P.W. IV, Wesley Kipngetich Chepkonga confirmed that on the fateful day at about 11a.m., he drove the appellant in his motor vehicle from Kabimoi to the appellant’s uncle’s home at Solian. Before the journey, the appellant had told P.W.8, Francis Mukoko Luseno that he was going to harm C, a brother of the complainant, who was at the time with the complainant at their uncle’s home. I am convinced from the totality of the evidence that the complainant was attacked at about 1p.m. But more significantly, the complainant and the appellant are cousins. (and are therefore well-known to one another).
Secondly, the attack was in broad daylight at about 1p.m. When the appellant first appeared at the scene, he talked to the complainant seeking to know who else was at home. He stood 3 yards away. The complainant observed that he appeared angry. She was frightened and planned to flee. Before she could do so, she saw the appellant returning. He was only 5 meters away and armed with a panga. He began to cut the complainant as he strangled her at the same time. From these events, I come to the conclusion that the complainant had sufficient time and opportunity to recognize the appellant. The evidence presented is overwhelming that the appellant made up his mind to harm a member of the family, surveyed the home, confirmed that the complainant was alone, armed himself with a panga and struck without any provocation. That evidence displaced the alibi defence and placed the appellant at the scene. The injuries inflicted were severe amounting almost to a case of attempted murder. The offence of grievous harm was proved beyond any reasonable doubt.

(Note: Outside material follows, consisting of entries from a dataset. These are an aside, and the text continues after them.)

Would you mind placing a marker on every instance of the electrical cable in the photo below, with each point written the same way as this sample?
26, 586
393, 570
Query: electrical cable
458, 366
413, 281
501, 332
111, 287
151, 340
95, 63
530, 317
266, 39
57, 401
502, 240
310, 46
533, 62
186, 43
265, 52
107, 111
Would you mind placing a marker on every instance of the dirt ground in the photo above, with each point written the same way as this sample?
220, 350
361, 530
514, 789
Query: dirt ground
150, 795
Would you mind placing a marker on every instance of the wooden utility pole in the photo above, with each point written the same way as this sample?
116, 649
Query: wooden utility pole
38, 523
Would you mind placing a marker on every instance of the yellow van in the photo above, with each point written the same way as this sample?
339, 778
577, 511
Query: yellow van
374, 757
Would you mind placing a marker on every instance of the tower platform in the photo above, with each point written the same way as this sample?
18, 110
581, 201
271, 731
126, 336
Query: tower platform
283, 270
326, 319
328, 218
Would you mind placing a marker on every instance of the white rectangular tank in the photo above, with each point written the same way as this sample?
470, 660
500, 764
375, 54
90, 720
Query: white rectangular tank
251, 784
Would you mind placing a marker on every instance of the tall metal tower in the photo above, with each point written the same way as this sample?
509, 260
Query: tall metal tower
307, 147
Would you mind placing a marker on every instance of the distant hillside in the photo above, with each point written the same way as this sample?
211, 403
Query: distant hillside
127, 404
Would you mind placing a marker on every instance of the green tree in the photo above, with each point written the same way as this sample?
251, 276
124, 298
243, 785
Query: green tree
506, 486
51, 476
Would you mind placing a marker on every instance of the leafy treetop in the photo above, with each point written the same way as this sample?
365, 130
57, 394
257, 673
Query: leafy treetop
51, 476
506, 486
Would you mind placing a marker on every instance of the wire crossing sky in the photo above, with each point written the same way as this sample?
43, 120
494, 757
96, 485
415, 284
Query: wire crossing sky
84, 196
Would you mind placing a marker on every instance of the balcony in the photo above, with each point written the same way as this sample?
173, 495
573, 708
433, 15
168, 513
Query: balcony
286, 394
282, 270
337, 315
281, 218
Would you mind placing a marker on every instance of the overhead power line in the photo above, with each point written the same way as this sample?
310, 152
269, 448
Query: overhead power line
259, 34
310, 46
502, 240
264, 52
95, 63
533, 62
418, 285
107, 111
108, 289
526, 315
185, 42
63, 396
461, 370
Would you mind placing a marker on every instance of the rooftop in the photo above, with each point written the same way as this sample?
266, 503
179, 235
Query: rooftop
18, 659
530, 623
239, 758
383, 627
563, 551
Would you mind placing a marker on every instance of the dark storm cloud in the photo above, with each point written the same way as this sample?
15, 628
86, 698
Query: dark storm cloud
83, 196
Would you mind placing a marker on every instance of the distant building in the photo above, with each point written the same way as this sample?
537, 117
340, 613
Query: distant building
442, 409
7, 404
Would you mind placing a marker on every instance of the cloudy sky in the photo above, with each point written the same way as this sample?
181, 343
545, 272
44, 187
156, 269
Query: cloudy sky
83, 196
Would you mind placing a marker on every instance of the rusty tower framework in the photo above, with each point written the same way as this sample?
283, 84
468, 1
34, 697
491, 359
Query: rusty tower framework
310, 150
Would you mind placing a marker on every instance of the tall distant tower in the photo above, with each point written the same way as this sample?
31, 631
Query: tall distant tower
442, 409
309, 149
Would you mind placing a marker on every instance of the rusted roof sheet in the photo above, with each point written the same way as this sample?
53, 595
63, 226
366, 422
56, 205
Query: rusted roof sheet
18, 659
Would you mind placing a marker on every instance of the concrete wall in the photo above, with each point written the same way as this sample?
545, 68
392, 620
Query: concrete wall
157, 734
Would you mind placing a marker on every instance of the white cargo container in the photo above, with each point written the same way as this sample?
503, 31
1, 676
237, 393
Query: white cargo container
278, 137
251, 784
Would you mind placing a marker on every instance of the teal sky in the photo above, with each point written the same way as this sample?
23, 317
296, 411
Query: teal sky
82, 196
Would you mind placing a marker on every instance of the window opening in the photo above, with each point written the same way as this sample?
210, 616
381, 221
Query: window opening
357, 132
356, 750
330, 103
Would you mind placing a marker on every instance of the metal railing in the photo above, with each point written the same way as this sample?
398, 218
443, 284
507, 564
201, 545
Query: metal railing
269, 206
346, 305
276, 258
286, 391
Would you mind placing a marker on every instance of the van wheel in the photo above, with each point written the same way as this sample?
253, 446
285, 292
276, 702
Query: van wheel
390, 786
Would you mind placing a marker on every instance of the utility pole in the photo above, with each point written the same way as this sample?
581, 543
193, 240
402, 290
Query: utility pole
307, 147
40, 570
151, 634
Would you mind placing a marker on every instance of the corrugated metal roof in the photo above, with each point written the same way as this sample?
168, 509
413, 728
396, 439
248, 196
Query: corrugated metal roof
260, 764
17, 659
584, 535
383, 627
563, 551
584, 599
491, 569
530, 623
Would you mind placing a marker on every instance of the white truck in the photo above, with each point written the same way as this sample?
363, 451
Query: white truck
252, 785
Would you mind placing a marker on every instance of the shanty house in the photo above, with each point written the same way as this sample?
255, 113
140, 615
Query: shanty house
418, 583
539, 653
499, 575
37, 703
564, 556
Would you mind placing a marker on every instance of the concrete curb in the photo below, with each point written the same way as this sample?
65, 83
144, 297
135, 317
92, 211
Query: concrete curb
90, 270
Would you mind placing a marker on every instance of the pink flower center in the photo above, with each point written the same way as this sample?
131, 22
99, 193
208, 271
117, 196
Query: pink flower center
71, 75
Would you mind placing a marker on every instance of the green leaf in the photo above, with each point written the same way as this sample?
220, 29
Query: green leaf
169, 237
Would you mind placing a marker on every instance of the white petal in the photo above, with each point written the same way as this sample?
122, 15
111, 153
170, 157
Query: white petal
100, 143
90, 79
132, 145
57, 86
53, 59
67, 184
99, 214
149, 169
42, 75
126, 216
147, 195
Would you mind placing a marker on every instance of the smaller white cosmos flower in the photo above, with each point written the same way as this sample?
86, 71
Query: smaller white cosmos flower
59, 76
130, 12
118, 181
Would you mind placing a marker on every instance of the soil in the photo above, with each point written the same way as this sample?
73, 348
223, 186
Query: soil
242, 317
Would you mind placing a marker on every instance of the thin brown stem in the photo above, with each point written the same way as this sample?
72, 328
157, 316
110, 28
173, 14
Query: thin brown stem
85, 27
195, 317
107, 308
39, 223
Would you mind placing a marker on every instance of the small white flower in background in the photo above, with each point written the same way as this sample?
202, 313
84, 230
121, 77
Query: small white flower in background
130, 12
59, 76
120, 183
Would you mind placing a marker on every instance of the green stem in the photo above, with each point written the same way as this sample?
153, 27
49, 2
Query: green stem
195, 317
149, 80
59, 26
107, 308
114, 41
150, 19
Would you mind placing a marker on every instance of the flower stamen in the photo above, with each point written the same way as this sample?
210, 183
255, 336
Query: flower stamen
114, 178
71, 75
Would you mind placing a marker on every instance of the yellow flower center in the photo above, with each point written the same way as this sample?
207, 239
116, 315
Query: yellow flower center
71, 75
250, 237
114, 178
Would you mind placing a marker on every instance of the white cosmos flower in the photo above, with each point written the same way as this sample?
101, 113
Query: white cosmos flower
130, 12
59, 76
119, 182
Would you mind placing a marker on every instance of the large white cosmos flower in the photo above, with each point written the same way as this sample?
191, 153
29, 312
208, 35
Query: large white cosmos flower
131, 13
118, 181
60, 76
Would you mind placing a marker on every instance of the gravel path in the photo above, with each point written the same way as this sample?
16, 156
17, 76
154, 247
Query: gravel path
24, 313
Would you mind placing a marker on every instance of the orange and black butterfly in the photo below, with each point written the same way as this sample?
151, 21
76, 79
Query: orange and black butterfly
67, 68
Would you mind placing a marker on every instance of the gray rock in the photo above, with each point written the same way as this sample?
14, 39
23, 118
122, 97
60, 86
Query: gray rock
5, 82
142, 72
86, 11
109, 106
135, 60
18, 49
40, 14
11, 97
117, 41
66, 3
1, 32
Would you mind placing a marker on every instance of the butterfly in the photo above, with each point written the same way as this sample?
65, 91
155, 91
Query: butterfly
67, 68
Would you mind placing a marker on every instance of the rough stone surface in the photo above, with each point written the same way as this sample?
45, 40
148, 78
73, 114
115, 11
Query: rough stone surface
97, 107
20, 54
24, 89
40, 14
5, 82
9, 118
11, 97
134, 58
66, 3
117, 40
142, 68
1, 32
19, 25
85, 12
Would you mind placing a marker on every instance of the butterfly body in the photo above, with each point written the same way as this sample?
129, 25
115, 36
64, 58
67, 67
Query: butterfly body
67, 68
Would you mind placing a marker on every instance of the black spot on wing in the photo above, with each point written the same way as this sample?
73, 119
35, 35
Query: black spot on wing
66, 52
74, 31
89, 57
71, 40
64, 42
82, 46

Regarding rape, the complainant’s evidence was to the effect that the appellant dragged her to a nearby banana shambawhere he removed her clothes, the skirt. Thereafter she could not recall anything else until after one week. The doctor on examining her on 6th January, 2009 nearly six months after the alleged rape, found bruises on the walls of the vagina and numerous pass cells without signs of spermatozoa. The doctor concluded from the abrasions that the complainant had been raped as there had been penetration.

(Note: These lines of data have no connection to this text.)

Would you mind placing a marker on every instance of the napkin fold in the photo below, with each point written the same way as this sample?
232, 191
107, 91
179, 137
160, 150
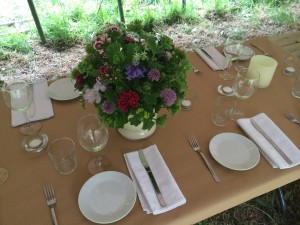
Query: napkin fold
213, 58
165, 181
41, 109
271, 140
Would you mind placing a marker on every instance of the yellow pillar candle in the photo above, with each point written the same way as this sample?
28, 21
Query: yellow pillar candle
265, 66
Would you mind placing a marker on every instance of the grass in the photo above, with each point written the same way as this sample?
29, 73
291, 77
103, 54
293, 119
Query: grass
263, 210
70, 22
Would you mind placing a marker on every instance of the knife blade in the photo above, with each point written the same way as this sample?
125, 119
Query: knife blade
153, 181
283, 155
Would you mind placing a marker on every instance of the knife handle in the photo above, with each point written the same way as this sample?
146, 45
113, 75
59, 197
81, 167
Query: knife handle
156, 189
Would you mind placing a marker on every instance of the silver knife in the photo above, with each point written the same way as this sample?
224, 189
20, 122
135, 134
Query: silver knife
283, 155
153, 181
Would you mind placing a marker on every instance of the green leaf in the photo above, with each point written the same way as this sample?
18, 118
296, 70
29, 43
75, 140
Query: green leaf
161, 121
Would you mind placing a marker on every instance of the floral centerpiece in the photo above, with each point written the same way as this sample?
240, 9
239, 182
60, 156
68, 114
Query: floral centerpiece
129, 74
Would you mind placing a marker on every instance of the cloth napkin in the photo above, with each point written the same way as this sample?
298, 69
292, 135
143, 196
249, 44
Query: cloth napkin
165, 181
213, 58
265, 127
41, 109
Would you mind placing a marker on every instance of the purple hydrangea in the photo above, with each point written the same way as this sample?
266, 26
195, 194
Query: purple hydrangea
168, 95
93, 95
154, 75
108, 107
135, 71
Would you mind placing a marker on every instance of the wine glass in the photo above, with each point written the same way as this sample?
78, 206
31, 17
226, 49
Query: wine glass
243, 87
232, 51
19, 97
93, 136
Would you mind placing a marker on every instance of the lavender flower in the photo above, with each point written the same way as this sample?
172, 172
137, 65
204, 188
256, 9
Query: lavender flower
154, 75
135, 71
93, 95
168, 95
108, 107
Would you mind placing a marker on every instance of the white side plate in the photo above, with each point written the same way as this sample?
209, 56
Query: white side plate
234, 151
107, 197
63, 89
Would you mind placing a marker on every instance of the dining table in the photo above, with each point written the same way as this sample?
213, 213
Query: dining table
22, 199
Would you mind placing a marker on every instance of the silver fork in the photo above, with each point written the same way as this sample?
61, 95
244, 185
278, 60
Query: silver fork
292, 118
196, 147
51, 201
261, 49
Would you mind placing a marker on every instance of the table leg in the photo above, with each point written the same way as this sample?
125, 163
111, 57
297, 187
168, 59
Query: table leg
283, 208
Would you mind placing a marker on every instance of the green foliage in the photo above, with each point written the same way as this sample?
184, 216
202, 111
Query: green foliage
281, 16
128, 69
59, 32
14, 42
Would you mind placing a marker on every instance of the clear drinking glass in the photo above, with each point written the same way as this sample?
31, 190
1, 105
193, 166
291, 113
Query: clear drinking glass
93, 136
243, 87
19, 97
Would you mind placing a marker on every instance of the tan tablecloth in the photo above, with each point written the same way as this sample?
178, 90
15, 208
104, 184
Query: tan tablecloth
22, 199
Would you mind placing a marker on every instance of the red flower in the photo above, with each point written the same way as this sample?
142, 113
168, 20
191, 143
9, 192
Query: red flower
79, 79
128, 40
128, 99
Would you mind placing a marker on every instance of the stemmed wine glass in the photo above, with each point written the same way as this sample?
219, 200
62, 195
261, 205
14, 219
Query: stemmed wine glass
243, 87
93, 136
19, 97
232, 51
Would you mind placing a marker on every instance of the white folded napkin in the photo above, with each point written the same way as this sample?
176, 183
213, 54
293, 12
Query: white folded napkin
42, 107
213, 58
165, 181
275, 137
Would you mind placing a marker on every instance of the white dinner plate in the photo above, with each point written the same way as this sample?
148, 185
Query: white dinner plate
234, 151
63, 89
247, 52
107, 197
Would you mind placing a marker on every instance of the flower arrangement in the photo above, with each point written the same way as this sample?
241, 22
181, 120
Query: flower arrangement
129, 74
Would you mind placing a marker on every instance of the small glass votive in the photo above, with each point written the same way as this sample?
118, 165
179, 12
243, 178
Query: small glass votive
187, 102
223, 107
35, 142
289, 66
62, 153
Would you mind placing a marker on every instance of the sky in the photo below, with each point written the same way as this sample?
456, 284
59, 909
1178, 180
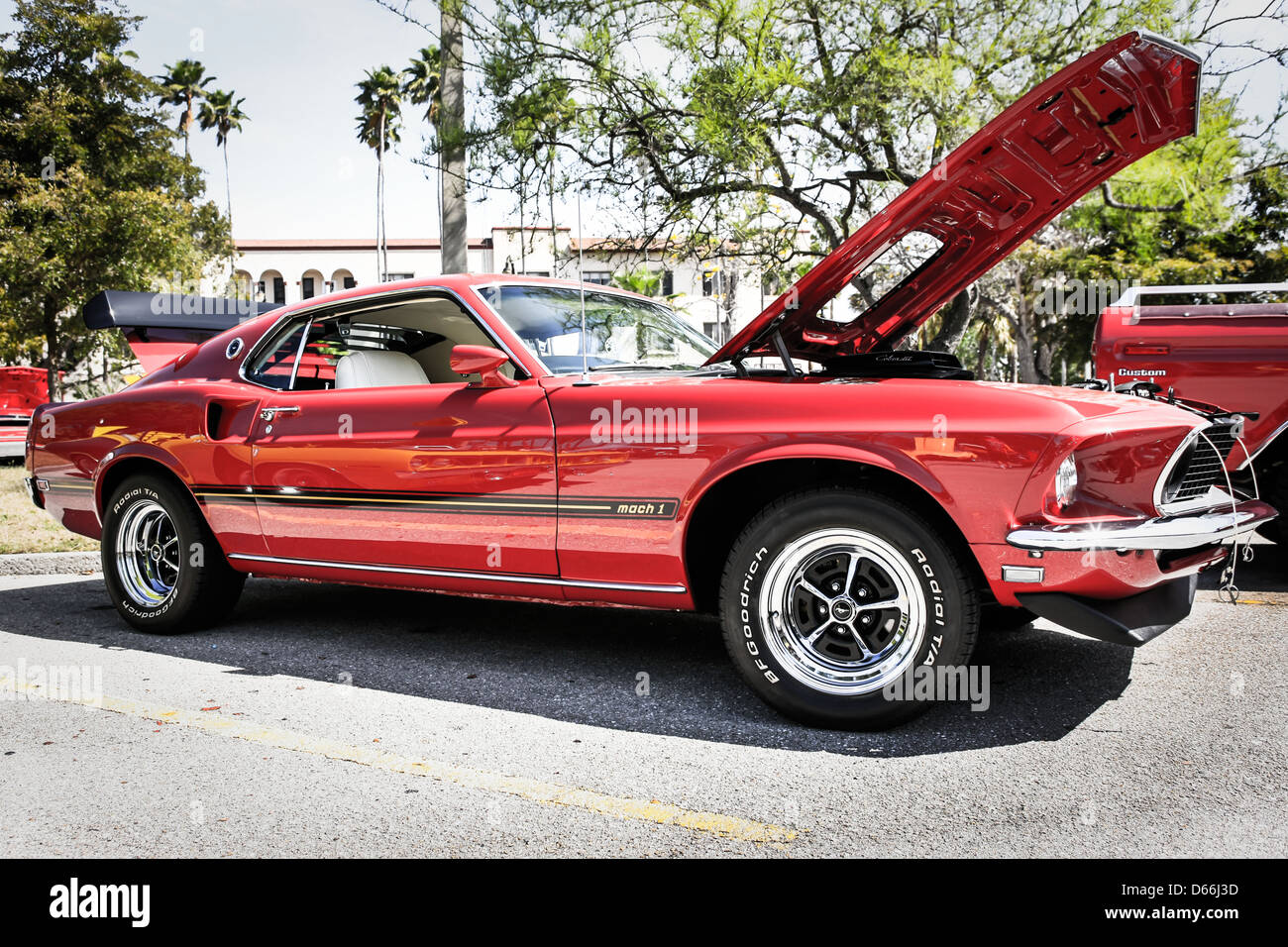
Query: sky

First, it is noted that the complainant was first rushed to Eldama Ravine District Hospital before being transferred to Kenyatta National Hospital. There is no report from Eldama Ravine District Hospital. The reports from Kenyatta National Hospital are silent on the issue of rape.
Finally, it is strange that Dr. Kemboi was able to conclude that the complainant had been raped on the day of her attack, 6 months later! That evidence lacked credibility in view of the fact that the complainant herself was not able to say what happed to her after she was dragged to a banana shamba and her skirt removed. This is a criminal trial and the standard of proof remains beyond any reasonable doubt and not suspicion. The learned trial magistrate therefore erred in finding without sufficient evidence, that the appellant raped the complainant.
For those reasons, the appeal in respect of the first count (rape) is allowed. His appeal in respect of the second count (grievous harm) is dismissed as the conviction was based on sound evidence and the sentence was both lenient and lawful.
Dated, Delivered and Signed at Nakuru this 7th day of March, 2011.